United States District Court, N.D. California
Jul 21, 2005
No. C 05-00061 CRB (N.D. Cal. Jul. 21, 2005)

Opinion

No. C 05-00061 CRB.

July 21, 2005


MEMORANDUM AND ORDER


This lawsuit arises out of the Oakland Police Department's alleged failure to appropriately respond to calls from a church whose membership is predominately black. Now pending before this Court is the motion of the City of Oakland ("the City") for judgment on the pleadings. After carefully considering all the papers filed by the parties, and having had the benefit of oral argument, the City's motion is GRANTED in part and DENIED in part.

BACKGROUND

A. Factual allegations

Plaintiff Rev. Anthony Majors ("Rev. Majors") is the pastor of Canaan Christian Covenant Missionary Baptist Church ("Canaan") in Oakland, California. Beginning in February 2003, Rev. Majors became embroiled in a dispute with certain Canaan members. Later that same year, the church members proceeded to disrupt Sunday services.

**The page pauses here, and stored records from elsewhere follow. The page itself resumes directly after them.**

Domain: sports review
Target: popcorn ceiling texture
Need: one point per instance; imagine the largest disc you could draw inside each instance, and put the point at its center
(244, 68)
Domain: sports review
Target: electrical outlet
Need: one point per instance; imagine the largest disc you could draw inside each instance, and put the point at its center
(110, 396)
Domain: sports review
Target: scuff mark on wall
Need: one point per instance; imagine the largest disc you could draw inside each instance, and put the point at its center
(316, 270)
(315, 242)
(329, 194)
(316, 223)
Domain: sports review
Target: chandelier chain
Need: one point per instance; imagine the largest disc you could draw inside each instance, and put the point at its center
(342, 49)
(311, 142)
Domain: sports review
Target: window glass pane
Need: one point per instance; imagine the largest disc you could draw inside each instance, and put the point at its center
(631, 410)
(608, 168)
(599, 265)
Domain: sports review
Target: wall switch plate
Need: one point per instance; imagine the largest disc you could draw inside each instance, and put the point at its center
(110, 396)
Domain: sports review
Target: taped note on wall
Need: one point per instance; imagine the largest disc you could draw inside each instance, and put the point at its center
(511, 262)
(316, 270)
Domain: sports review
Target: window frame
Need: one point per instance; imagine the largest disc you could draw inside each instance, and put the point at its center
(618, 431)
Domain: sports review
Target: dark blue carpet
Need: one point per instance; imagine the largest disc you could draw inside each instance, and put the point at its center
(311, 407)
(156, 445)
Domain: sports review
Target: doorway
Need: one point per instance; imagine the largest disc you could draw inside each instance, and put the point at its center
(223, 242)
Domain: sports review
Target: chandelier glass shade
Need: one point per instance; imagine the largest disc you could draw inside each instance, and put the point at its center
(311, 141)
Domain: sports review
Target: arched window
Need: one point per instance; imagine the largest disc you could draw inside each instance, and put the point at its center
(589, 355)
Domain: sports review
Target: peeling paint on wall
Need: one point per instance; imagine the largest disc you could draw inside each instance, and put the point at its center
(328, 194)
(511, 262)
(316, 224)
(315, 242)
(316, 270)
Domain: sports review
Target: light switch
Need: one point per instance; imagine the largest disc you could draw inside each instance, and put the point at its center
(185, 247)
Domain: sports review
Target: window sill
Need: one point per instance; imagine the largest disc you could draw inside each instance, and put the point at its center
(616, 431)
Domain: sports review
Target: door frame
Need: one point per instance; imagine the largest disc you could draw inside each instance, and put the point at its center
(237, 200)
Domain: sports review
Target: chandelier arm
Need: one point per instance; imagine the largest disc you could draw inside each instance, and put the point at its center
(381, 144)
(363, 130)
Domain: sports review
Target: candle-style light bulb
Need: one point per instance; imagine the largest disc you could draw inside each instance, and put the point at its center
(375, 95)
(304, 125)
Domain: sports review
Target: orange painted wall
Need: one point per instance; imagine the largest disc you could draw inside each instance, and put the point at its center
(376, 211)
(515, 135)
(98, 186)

During a Sunday service in July 2003, for example, one individual defendant approached Rev. Majors in the pulpit and "stuck a video camera in close proximity to Rev. Major's [sic] face, pushed him hard, then dared him to do anything about it." Complaint ¶ 32. Other disruptive behavior, including the lights being turned on and off during services, the changing of the church's locks without giving Rev. Majors new keys, and vandalism of the church including destruction of Rev. Majors personal materials and papers, occurred that same month. Id.

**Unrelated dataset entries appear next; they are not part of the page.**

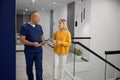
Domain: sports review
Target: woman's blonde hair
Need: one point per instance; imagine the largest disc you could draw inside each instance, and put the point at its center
(64, 23)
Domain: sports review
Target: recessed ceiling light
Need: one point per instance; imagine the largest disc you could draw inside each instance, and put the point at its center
(54, 2)
(23, 12)
(43, 9)
(26, 9)
(33, 1)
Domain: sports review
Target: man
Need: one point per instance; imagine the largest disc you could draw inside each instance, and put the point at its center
(31, 35)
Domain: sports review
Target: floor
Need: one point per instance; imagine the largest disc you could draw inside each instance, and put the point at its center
(47, 65)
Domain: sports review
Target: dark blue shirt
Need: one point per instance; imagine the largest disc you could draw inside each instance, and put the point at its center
(32, 34)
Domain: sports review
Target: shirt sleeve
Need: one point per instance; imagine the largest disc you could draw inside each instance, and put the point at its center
(23, 31)
(67, 43)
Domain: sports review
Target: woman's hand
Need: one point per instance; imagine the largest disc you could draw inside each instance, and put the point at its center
(58, 43)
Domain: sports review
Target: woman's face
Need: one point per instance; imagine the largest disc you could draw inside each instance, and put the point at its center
(61, 25)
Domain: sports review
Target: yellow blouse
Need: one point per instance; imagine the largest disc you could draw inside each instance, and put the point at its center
(65, 38)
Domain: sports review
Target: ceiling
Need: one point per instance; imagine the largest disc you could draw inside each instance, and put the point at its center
(39, 5)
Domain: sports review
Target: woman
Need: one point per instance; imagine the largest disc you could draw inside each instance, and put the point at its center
(61, 42)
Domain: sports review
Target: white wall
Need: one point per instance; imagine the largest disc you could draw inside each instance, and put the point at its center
(105, 26)
(45, 22)
(59, 13)
(83, 28)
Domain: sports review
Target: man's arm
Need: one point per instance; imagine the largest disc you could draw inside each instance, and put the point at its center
(42, 38)
(26, 42)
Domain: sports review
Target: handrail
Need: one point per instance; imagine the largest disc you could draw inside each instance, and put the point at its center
(81, 37)
(112, 52)
(94, 53)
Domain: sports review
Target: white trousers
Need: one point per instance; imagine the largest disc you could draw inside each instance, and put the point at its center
(59, 63)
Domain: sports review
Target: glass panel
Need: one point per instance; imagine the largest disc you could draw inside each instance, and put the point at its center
(111, 73)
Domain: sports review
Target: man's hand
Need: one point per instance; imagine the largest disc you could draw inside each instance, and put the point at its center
(36, 44)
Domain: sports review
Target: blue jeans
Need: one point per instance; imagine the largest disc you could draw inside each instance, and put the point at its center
(34, 56)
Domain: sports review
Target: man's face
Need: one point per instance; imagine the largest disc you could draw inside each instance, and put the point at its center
(36, 19)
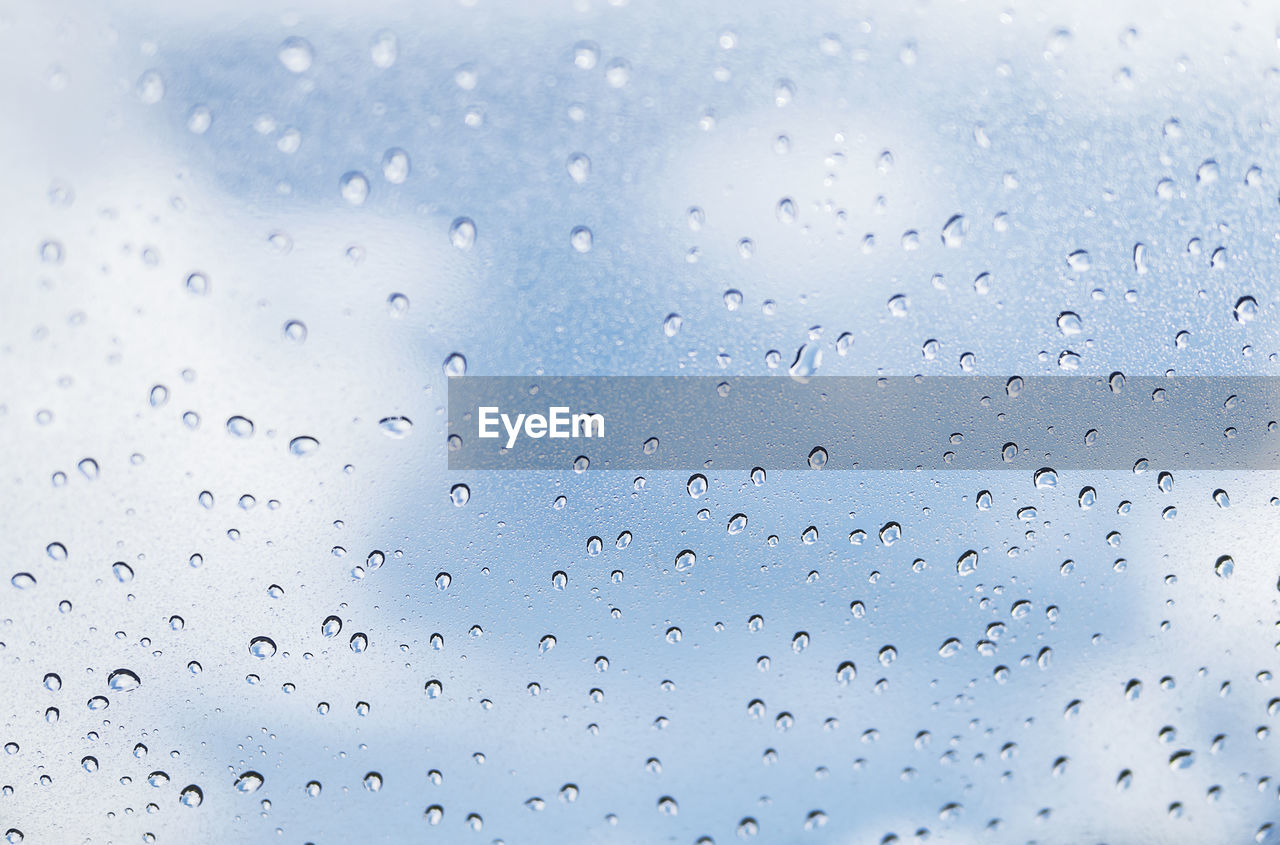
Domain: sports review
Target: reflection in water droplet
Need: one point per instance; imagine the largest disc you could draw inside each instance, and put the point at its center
(261, 647)
(123, 681)
(248, 782)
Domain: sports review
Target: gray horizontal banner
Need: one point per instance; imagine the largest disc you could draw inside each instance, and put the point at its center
(863, 423)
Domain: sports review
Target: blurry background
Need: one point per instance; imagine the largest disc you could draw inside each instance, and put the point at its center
(245, 245)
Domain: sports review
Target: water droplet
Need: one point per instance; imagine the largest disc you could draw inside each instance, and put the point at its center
(150, 87)
(581, 238)
(618, 73)
(579, 168)
(696, 485)
(455, 365)
(191, 795)
(301, 446)
(1045, 478)
(296, 54)
(261, 647)
(955, 231)
(396, 165)
(1079, 261)
(240, 426)
(123, 681)
(384, 49)
(1246, 309)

Plaintiff reported this behavior, including the assault and battery, to the Oakland Police Department who claimed that because it was a church matter, it was their policy and practice to just take a report. Complaint ¶ 33.

Defendants subsequently began to disrupt Sunday services more aggressively. For example, on September 5, 2004, certain individual defendants commandeered the pulpit prior to Rev. Majors's arrival. When Rev. Majors arrived, one defendant blocked the entrance, pushed the door into Rev. Majors several times, and placed objects in front of the door to stop him from entering. Several defendants attempted to prevent Rev. Majors from gaining access to the pulpit. When the police arrived this time, defendant Claiborne told the police they had no jurisdiction inside the church and should leave. The police again claimed that it was their policy not to intervene in church matters. This type of behavior continued throughout September, October, and November. Id. ¶ 43.

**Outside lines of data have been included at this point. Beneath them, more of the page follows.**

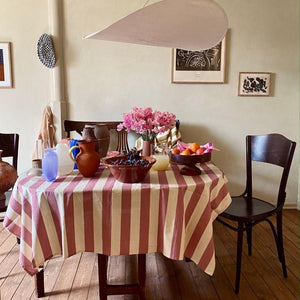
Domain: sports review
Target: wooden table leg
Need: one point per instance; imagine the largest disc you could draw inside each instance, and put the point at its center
(123, 289)
(39, 284)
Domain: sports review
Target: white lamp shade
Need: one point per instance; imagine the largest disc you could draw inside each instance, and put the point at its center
(184, 24)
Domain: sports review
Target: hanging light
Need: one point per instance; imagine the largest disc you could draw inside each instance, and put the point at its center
(184, 24)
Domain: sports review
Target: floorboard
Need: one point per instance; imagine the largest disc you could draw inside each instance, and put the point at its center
(77, 276)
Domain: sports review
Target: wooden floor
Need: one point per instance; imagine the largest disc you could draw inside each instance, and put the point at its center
(76, 277)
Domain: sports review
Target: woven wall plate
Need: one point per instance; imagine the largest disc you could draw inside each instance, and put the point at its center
(45, 51)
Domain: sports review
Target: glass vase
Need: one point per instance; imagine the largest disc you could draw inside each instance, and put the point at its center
(148, 147)
(50, 164)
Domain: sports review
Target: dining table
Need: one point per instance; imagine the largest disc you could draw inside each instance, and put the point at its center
(167, 212)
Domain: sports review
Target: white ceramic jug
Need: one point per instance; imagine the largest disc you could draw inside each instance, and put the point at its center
(65, 163)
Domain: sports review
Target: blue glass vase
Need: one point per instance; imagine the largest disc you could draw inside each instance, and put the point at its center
(50, 164)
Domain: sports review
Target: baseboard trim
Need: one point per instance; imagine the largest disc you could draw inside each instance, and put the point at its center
(291, 206)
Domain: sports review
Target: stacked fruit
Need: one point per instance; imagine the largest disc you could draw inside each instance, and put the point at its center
(192, 148)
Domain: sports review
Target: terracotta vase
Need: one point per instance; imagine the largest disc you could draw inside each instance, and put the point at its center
(88, 132)
(103, 137)
(148, 147)
(88, 159)
(8, 177)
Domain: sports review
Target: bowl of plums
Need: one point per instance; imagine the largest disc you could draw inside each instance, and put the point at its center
(129, 168)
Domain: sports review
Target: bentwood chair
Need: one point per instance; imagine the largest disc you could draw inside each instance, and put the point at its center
(247, 210)
(9, 143)
(122, 141)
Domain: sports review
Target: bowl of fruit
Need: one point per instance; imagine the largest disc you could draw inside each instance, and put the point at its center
(129, 168)
(189, 154)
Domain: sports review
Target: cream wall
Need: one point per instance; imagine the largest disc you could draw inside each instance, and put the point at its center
(105, 79)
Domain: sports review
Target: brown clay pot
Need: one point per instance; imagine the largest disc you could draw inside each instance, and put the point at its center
(8, 177)
(103, 137)
(88, 132)
(88, 159)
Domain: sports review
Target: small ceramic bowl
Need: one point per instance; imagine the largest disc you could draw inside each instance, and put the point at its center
(126, 173)
(190, 159)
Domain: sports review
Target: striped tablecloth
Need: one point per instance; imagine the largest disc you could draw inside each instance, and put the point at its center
(167, 212)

Not all of this aggression was directed at Rev. Majors. Certain individual defendants surrounded Mrs. Majors's vehicle when she and her children arrived for church. After leaving the vehicle, another defendant attempted to videotape both Mrs. Majors and her children, frightening all of them. Another defendant grabbed one of the Majors's children by the shoulder during the altercation. Subsequently, Mrs. Majors obtained a temporary restraining order against individual defendant Dotson, who went on to violate the order several times. Id.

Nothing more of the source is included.